When i left to russia, my sister was onie 13 years old. She still loved Barbie dolls n wanted teddy bears as presents. It would hv sufficed if i got her a winnie pooh teddy bear(even if its a mini one) but now….MY GOODNESS, HER DEMANDS!!!! She wants handbag, with a brand known by every1. It has to be glamorous. Now barbie dolls hv bcum posters of that guy in High School Musical. Honestly i find that boy looking more like a girl than his kind. I spent nearly 6 pounds in Edinburgh on a poster of him. It now hangs in the STUDY ROOM in my house. Can u imagine, the STUDY ROOM?!!!
I missed when she was young . It was so easy to please her, n she didnt hv a slang. Now, its the teenage “LIKE-WHATEVA” slang. She talks like she rules the world. She wants to look very trendy n everything has to be branded. She fights back more often now, she thinks she is alwiz right(didn’t we all?!!). She feels like she is under a lot of pressure n the whole world is against her. GOSH i really wish she didn’t grow.
She is much taller, much fairer now. I hv to be on stilletos to be her height. If before i use to laugh at her for trying to reach my height, now n from now on, i m gonna be laughed at cos i m shorter than her. Believe it or not she is still growing. If before she could not stop herself from eating, now she eats only a certain amount n thats that. No more, no less. She controls what she eats. “U know, thats high in cholestrol. OMG how can u eat that thing?” thats what she said when I put a boiled egg yolk into my mouth. Seriously sis, u think i care.
But sumtimes i find that she grew up too fast. If before she loved holding my hand n would follow my tail everywhere i went, now she goes on her own n she walks ahead. She use to mimic everything i did, but today everything i do is “like SOOO OLD FASHION!!!”
The one thing i hate the most everytime i go back is everybody has sumthing new in them or wif them. Same goes wif my sister. I never watched her grow, in our lives as sisters we only stayed together under the same roof for 7 years, n thats all.

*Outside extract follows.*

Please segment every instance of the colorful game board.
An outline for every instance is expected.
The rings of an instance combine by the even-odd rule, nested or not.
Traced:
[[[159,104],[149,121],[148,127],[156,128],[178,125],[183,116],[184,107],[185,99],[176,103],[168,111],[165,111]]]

From baby till she was 7 she was wif my aunt, n now from her 13th till her 19th years of life, i m in Russia. Then she will be furthering her studies n i will probably be at home or married. Sumtimes i feel that my r/ship wif my sister is very different, there is not much of closeness, but we know we love each other very much. At least i know i love her very very much, i cant be speaking for her of course, she is her own girl now. On the phone we hardly hv anything to say to each other n we never say “i love u”, she use to say it before, but i guess she grew out of it.
I miss my little sis, at least the times when i could treat her like one. Now i am very careful how i talk to her, n i think a lot when i hv to buy her a gift, cos its no more a teddy bear. Turn back the time maybe?